I was married. We lived in Mrs. Carter’s stucco home literally right across from the freshman gate. And I was on the third floor in the back so I could overlook Bob’s house. The proximity was part of the reason why I was helpful. I wasn’t the only one but I began to run errands, to collect his mail from the faculty mailbox and things like that, the things he couldn’t do well for himself. He would have been embarrassed if one of his colleagues, his peers, were taking care of those things for him. So it was easier for me to do it. I was his student and he wasn’t as embarrassed about it. He was always “Professor” and never “Bob.” “Professor Gaudino.”

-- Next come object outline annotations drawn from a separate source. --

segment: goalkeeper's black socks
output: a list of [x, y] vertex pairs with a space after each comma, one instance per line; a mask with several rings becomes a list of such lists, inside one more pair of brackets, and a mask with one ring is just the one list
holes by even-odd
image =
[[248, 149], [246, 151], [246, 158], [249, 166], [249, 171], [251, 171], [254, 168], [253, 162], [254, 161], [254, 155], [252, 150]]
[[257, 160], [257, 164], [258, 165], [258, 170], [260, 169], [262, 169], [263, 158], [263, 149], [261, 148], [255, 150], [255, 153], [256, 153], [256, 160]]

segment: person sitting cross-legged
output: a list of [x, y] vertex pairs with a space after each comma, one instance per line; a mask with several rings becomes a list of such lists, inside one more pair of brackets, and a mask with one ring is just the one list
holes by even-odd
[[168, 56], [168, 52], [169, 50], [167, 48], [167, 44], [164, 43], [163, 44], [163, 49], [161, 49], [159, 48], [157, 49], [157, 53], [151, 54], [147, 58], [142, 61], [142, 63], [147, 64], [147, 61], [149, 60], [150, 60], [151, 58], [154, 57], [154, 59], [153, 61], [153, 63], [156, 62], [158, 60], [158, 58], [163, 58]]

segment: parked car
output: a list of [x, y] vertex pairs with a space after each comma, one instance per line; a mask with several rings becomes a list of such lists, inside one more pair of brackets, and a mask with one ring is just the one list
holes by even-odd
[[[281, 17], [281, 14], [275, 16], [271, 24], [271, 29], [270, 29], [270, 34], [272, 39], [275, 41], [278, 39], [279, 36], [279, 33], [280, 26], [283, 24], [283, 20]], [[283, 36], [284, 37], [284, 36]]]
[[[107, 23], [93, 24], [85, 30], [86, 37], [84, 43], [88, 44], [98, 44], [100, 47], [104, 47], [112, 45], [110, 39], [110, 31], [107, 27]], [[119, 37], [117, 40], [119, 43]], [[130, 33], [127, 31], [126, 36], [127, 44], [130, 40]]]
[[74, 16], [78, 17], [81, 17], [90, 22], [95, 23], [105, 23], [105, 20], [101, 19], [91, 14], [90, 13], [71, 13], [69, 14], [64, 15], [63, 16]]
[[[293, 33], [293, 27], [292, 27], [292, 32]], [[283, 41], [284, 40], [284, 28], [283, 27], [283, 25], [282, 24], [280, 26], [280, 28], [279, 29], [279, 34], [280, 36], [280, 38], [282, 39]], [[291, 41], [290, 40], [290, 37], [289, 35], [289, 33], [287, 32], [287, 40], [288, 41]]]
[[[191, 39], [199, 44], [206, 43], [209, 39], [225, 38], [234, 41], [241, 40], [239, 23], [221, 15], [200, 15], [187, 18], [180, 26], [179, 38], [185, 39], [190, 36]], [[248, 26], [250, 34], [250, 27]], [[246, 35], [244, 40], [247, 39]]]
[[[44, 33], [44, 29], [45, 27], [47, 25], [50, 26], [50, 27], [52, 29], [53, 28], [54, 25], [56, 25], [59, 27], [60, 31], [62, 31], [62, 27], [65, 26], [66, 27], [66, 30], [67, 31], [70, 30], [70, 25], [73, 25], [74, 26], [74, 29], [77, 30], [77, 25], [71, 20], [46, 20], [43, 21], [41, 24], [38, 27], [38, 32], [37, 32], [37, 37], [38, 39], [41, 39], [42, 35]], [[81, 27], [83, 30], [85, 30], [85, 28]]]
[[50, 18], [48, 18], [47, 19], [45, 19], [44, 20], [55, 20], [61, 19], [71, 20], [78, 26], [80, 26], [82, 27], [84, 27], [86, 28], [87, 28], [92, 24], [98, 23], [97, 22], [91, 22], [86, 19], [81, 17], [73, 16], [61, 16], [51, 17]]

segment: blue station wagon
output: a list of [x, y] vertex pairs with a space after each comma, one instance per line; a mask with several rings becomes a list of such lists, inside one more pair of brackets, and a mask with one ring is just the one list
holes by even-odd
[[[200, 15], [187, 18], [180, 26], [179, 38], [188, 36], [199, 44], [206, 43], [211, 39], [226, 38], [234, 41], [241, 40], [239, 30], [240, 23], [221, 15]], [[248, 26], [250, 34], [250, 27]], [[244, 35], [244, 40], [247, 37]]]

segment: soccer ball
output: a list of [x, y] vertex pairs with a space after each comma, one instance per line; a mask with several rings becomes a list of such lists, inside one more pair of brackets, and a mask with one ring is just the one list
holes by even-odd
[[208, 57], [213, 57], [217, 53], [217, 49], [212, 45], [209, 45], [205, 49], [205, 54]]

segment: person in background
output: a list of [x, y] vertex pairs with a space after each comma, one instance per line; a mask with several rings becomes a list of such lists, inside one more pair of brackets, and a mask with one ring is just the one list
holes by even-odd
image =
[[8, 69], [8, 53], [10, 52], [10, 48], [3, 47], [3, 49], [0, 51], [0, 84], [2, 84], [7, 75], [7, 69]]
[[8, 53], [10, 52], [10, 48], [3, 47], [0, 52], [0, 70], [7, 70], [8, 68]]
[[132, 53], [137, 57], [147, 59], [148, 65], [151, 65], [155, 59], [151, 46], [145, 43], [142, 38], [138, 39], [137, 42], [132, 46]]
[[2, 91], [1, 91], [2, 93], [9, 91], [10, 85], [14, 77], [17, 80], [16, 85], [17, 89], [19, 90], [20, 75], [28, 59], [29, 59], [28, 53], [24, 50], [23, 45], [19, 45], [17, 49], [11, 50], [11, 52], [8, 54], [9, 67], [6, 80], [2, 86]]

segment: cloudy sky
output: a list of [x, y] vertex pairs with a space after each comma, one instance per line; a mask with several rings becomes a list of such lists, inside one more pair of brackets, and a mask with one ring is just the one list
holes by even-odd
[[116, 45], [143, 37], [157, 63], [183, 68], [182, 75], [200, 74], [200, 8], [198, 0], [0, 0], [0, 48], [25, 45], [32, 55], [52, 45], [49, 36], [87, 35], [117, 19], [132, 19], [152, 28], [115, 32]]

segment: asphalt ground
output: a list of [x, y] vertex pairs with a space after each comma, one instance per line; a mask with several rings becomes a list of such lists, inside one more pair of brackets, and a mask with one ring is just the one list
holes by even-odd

Funny moment – we’re driving together somewhere, I’m running around scrambling. I’m a full-time student, not alwaysthe best chauffeur. We ran out of gas and we are fighting, literally, in the best way. Fighting over who’s going to push. He says, “I’ll get out and push.” “Professor, you can’t push a thing. You can’t even stand up straight.” He wants to push his little Peugeot. So we’re actually playing like two twelve-year-olds on a public street in Williamstown. I remember it like it was yesterday. Powerful moment. And he’s delighting in this. We’re laughing about how sick he is. He’s making jokes about my failure to be responsible because I didn’t check the gas tank. And on we went like a couple of teenagers. Great fun.